Elle l’ignora et fournit un effort surhumain pour parvenir jusqu’au miroir, près d’un panneau publicitaire. Elle poussa un cri qui se mua en un gémissement douloureux.
Qui était cette femme à l’âge indéfinissable, peut-être centenaire ? Elle leva une main arachnéenne sur son visage raviné, passa un index griffu sur l’épiderme flétri, les sourcils raréfiés et les cheveux clairsemés. L’homme et son fils s’approchèrent.
– Madame, on peut vous aider ?
Myriam aurait aimé répondre. Dire quelque chose, son nom, donner son adresse, demander qu’on appelle François, son petit ami du moment, ou le laboratoire. Mais tout s’enfuyait. Les noms, le sien, les lieux. Les événements du matin. De la veille. De la semaine dernière et même de l’année. Elle ne savait plus où elle était, où elle se rendrait en sortant… En sortant d’où, d’ailleurs ? Sa tête se vidait atrocement comme si on l’avait ouverte et qu’on en déversait le contenu. Un cerveau liquéfié.
Son corps suivit le mouvement et Myriam s’effondra par à-coups comme un pantin désarticulé tenu par des ficelles qu’on lâcherait une à une.
Le petit garçon leva un regard étonné vers son père.
La caissière décrocha nerveusement le téléphone près d’elle et bafouilla quelques mots affolés à sa responsable.
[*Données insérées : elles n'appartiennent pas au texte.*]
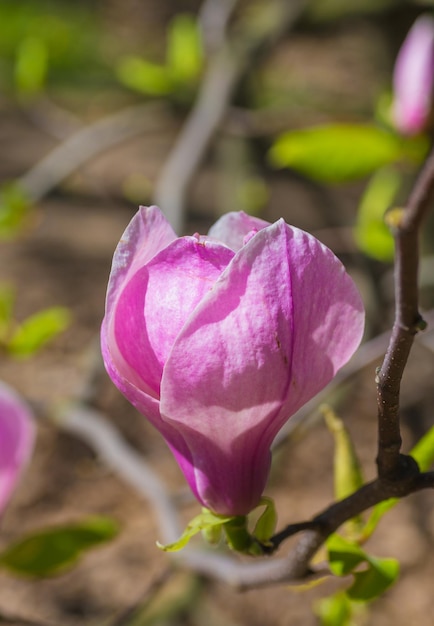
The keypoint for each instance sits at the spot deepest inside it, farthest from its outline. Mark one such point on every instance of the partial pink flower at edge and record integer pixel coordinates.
(413, 78)
(17, 434)
(262, 321)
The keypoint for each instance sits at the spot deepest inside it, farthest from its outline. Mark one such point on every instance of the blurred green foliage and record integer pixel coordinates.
(27, 338)
(371, 233)
(14, 207)
(337, 153)
(51, 551)
(52, 41)
(179, 75)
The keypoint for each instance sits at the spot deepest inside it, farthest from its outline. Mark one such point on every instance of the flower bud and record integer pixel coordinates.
(413, 78)
(217, 340)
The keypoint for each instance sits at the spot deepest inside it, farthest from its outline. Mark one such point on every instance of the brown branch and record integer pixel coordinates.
(404, 224)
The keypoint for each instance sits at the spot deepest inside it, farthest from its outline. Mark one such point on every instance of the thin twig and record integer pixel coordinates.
(405, 225)
(224, 72)
(86, 144)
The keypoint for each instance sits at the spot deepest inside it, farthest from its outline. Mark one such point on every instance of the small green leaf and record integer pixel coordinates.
(31, 66)
(266, 524)
(143, 76)
(371, 233)
(348, 475)
(52, 551)
(7, 301)
(344, 555)
(184, 49)
(423, 453)
(334, 611)
(341, 152)
(206, 521)
(37, 330)
(375, 580)
(14, 206)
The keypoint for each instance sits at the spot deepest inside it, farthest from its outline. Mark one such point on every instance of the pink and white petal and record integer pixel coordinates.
(328, 318)
(149, 407)
(157, 301)
(414, 77)
(17, 434)
(148, 233)
(233, 228)
(229, 371)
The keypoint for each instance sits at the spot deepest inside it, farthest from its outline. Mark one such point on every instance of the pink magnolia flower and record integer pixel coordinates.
(218, 340)
(17, 433)
(414, 78)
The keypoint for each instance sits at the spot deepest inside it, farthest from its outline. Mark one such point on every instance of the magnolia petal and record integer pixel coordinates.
(414, 77)
(328, 318)
(158, 300)
(232, 228)
(17, 434)
(229, 371)
(147, 234)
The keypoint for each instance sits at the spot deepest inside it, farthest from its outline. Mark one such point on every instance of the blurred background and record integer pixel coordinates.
(201, 107)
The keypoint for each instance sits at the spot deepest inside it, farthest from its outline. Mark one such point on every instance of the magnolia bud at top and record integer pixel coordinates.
(17, 433)
(219, 339)
(413, 78)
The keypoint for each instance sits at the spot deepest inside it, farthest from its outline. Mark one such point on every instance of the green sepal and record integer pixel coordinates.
(423, 454)
(347, 471)
(265, 527)
(206, 521)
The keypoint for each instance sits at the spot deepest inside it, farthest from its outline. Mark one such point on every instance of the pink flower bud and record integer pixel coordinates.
(413, 78)
(17, 433)
(218, 340)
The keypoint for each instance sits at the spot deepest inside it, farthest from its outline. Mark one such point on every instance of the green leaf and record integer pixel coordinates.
(206, 521)
(334, 611)
(184, 49)
(371, 233)
(37, 330)
(337, 153)
(14, 205)
(145, 77)
(266, 524)
(344, 555)
(378, 575)
(31, 66)
(7, 301)
(348, 475)
(375, 580)
(423, 453)
(52, 551)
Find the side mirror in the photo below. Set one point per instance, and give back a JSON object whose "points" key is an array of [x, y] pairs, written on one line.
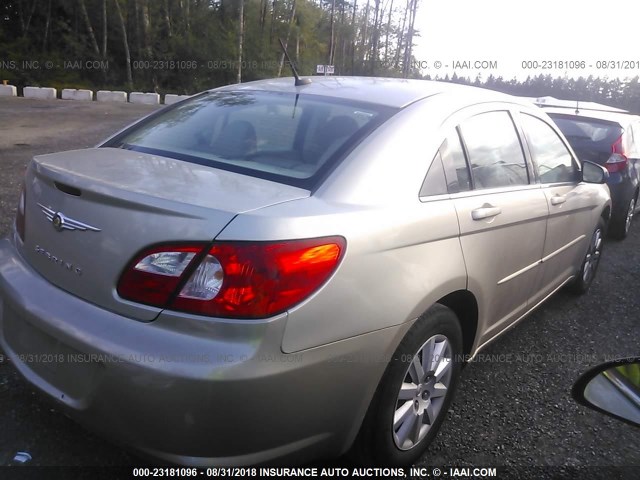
{"points": [[594, 173], [612, 388]]}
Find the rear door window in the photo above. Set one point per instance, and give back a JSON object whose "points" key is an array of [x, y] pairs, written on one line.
{"points": [[455, 164], [551, 157], [494, 149]]}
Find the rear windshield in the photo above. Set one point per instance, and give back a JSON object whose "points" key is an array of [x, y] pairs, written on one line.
{"points": [[588, 132], [289, 138]]}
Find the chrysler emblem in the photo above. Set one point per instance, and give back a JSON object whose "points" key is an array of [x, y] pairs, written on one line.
{"points": [[60, 222]]}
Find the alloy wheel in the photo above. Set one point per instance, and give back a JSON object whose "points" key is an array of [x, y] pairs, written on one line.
{"points": [[423, 392]]}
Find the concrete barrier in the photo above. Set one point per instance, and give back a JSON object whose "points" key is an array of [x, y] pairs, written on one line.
{"points": [[72, 94], [171, 98], [146, 98], [109, 96], [8, 91], [43, 93]]}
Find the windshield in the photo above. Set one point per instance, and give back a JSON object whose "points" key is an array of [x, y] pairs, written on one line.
{"points": [[289, 138]]}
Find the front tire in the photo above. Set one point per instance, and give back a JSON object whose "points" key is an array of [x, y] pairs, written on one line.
{"points": [[586, 275], [415, 392]]}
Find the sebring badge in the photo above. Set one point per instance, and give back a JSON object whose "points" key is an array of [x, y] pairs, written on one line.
{"points": [[60, 222]]}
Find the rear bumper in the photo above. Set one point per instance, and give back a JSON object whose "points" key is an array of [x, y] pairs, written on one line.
{"points": [[622, 188], [187, 389]]}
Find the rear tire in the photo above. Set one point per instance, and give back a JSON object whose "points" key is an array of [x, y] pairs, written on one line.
{"points": [[414, 394], [589, 267]]}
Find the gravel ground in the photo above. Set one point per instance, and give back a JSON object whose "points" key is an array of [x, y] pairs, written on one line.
{"points": [[513, 411]]}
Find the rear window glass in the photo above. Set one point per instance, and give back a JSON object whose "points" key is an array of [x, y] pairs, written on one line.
{"points": [[581, 131], [284, 137]]}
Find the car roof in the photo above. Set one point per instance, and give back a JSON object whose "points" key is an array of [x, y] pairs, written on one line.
{"points": [[620, 118], [391, 92]]}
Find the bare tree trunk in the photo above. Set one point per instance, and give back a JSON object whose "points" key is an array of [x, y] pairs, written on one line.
{"points": [[364, 32], [355, 37], [137, 22], [92, 37], [286, 43], [104, 28], [240, 40], [167, 18], [263, 15], [146, 28], [46, 27], [374, 40], [187, 15], [273, 20], [333, 27], [409, 47], [33, 9], [126, 45], [386, 42], [400, 36], [21, 16]]}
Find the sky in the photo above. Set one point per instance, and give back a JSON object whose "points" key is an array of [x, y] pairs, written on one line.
{"points": [[565, 37]]}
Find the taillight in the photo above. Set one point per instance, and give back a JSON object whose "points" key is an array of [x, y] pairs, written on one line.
{"points": [[618, 161], [153, 276], [233, 279], [20, 214]]}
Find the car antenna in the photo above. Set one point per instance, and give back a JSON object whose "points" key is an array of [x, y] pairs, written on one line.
{"points": [[299, 81]]}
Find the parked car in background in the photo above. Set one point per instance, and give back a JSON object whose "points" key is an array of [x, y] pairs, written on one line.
{"points": [[613, 141], [276, 272]]}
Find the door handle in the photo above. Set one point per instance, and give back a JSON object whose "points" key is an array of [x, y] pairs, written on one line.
{"points": [[486, 211]]}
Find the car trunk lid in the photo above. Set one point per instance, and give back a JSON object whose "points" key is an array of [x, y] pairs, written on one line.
{"points": [[88, 212]]}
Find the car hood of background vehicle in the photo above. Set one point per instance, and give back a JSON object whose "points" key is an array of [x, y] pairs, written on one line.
{"points": [[135, 200], [165, 178]]}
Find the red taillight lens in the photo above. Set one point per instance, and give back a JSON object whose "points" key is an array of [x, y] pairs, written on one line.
{"points": [[239, 279], [20, 214], [618, 161]]}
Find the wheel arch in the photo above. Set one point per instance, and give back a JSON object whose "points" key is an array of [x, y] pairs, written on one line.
{"points": [[465, 306]]}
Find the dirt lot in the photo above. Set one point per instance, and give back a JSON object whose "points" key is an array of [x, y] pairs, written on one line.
{"points": [[513, 407]]}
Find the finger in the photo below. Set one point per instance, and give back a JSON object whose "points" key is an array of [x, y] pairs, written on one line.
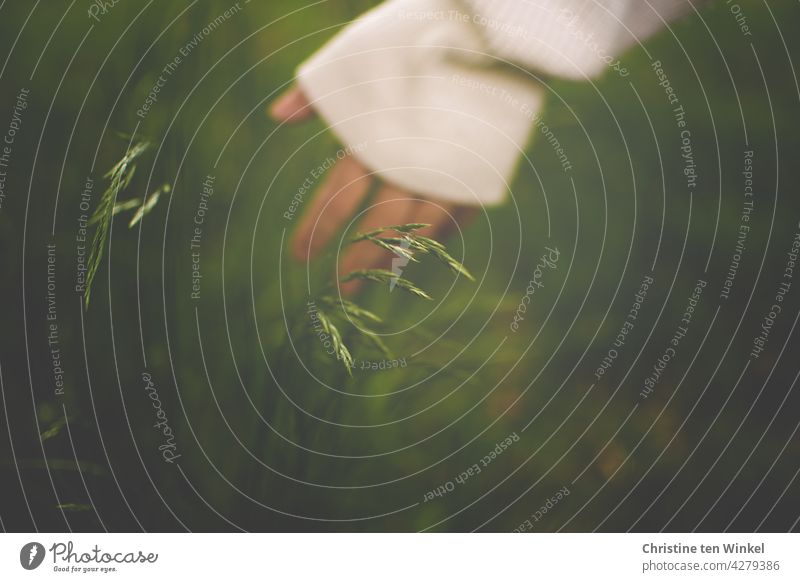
{"points": [[334, 202], [393, 205], [292, 106]]}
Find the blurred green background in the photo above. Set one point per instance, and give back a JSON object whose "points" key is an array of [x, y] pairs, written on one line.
{"points": [[265, 442]]}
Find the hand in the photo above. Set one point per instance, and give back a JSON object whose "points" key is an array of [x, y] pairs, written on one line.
{"points": [[340, 196]]}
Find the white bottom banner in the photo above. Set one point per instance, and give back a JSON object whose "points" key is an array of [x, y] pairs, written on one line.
{"points": [[356, 557]]}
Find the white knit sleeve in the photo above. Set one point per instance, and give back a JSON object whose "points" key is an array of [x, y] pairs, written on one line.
{"points": [[415, 89], [569, 38], [409, 88]]}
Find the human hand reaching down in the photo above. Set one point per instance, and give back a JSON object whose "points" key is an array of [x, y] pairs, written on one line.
{"points": [[340, 196], [446, 94]]}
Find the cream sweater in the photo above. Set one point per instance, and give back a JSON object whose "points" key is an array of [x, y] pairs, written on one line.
{"points": [[439, 96]]}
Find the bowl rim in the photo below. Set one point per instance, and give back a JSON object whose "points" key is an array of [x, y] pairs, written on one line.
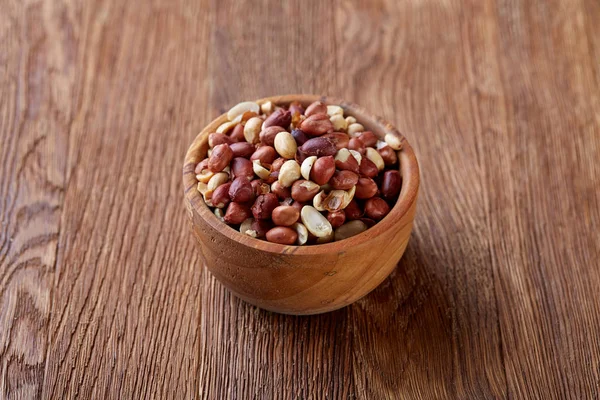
{"points": [[409, 169]]}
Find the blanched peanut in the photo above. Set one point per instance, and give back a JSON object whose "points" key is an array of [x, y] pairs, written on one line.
{"points": [[239, 109], [289, 173], [246, 227], [252, 130], [365, 188], [388, 155], [236, 213], [220, 196], [264, 205], [322, 170], [304, 190], [285, 215], [217, 180], [354, 129], [376, 208], [285, 145], [316, 108], [315, 222], [259, 170], [307, 166], [220, 157], [265, 154], [282, 235], [302, 233], [241, 190], [393, 141], [376, 158]]}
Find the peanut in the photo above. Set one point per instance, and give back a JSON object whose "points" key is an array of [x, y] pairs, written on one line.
{"points": [[205, 175], [388, 155], [302, 233], [264, 206], [394, 141], [237, 134], [365, 188], [241, 167], [316, 125], [307, 166], [285, 145], [335, 110], [358, 145], [265, 154], [319, 146], [239, 109], [353, 211], [316, 108], [252, 130], [285, 215], [219, 213], [368, 168], [357, 156], [217, 180], [343, 180], [267, 107], [336, 218], [241, 190], [339, 139], [225, 127], [304, 190], [391, 184], [267, 135], [242, 149], [218, 138], [368, 138], [220, 197], [220, 158], [260, 187], [280, 117], [315, 222], [376, 208], [236, 213], [246, 227], [299, 136], [354, 129], [259, 170], [345, 160], [289, 172], [322, 170], [261, 227], [338, 122], [282, 235], [376, 158], [280, 191], [350, 229]]}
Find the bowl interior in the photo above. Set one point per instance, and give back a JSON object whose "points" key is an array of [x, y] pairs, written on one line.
{"points": [[409, 170]]}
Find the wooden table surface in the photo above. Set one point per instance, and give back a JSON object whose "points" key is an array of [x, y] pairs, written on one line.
{"points": [[102, 292]]}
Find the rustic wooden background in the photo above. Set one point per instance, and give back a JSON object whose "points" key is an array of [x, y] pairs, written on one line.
{"points": [[102, 294]]}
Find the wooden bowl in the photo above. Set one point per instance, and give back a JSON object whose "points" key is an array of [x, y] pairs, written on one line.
{"points": [[307, 279]]}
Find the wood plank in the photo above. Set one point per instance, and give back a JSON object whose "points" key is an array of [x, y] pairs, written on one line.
{"points": [[246, 352], [124, 321], [545, 202], [435, 319], [102, 290], [35, 107]]}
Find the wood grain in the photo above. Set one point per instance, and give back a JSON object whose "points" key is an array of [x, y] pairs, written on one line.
{"points": [[102, 294]]}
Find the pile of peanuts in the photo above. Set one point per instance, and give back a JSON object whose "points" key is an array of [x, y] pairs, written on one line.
{"points": [[298, 176]]}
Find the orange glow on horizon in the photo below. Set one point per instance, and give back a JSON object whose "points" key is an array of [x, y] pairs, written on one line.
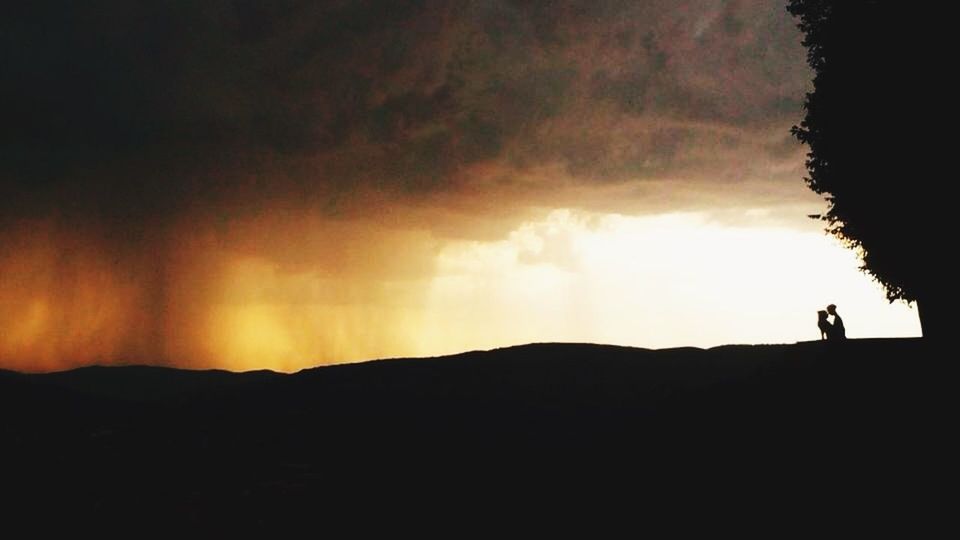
{"points": [[338, 291]]}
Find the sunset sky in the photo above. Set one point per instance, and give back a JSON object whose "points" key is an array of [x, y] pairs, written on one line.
{"points": [[287, 183]]}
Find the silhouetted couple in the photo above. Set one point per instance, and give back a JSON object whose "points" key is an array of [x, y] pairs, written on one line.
{"points": [[828, 330]]}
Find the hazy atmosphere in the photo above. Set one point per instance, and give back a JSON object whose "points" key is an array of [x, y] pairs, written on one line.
{"points": [[228, 184]]}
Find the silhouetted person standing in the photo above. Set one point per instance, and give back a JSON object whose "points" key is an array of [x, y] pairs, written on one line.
{"points": [[826, 329], [839, 332]]}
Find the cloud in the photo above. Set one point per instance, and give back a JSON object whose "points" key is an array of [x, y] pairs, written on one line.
{"points": [[163, 161], [148, 107]]}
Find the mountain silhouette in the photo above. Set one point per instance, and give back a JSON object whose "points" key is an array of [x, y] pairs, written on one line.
{"points": [[529, 427]]}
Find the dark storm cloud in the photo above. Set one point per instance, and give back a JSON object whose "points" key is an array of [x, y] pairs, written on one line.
{"points": [[140, 108]]}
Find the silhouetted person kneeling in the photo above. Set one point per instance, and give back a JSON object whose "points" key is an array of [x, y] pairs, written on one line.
{"points": [[826, 329], [839, 332]]}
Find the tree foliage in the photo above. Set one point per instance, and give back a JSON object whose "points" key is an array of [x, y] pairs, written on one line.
{"points": [[871, 127]]}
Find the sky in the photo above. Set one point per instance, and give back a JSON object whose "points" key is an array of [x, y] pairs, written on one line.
{"points": [[246, 184]]}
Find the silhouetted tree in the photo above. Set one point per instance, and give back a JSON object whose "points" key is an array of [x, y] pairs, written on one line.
{"points": [[872, 124]]}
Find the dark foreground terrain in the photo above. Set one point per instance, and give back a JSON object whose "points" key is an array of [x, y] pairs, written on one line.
{"points": [[540, 434]]}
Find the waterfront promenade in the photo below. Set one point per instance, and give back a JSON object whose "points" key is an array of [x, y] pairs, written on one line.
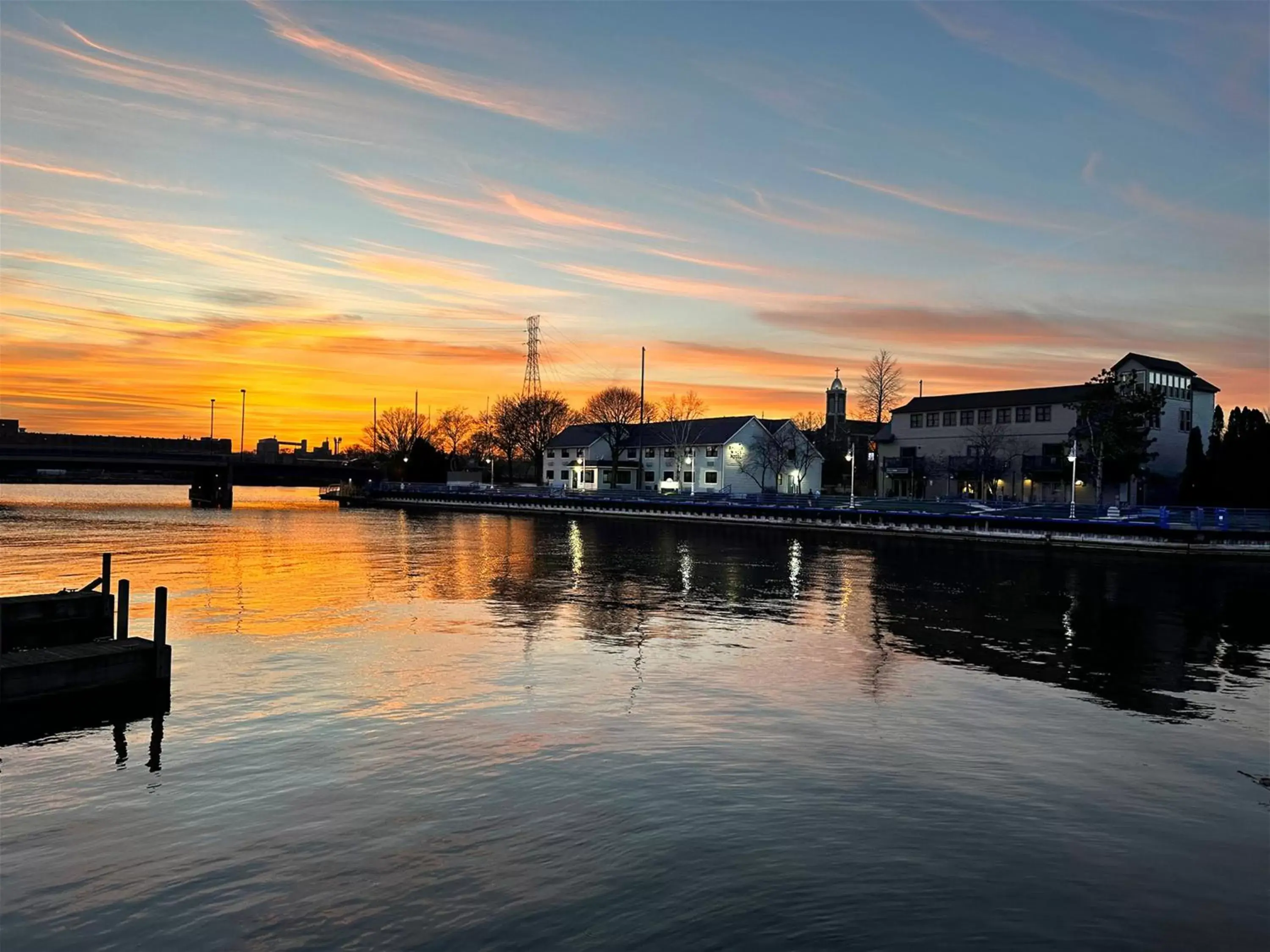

Les personnes qui faisaient la queue se précipitèrent vers Myriam, comme le jeune père qui voulut la soutenir en attrapant son bras. Il sentit sous ses doigts les muscles atrophiés rouler comme des cordons, la peau craquer et s’effriter. Il la lâcha et recula comme les autres, horrifié.
Myriam s’était affaissée sur le sol comme une vieille étoffe. Son visage se dessécha puis se désagrégea, sous les regards stupéfaits, comme le reste de son corps. Tous reculèrent, bouche bée, incapables d’émettre le moindre son, terrifiés par ce spectacle inimaginable.
Les portes du supermarché s’ouvrirent pour laisser entrer un jeune homme avec son petit chien. Un courant d’air balaya en un tourbillon les chairs de l’ex-jeune femme transformées en poussières virevoltantes.
Le petit chien, ravi, sauta des bras de son maître et courut jusqu’au squelette recroquevillé. Grognant joyeusement, il s’acharna sur une phalange qu’il finit par décrocher de la main de feue Myriam, et rapporta le nonos, tout fier, à son maître pétrifié.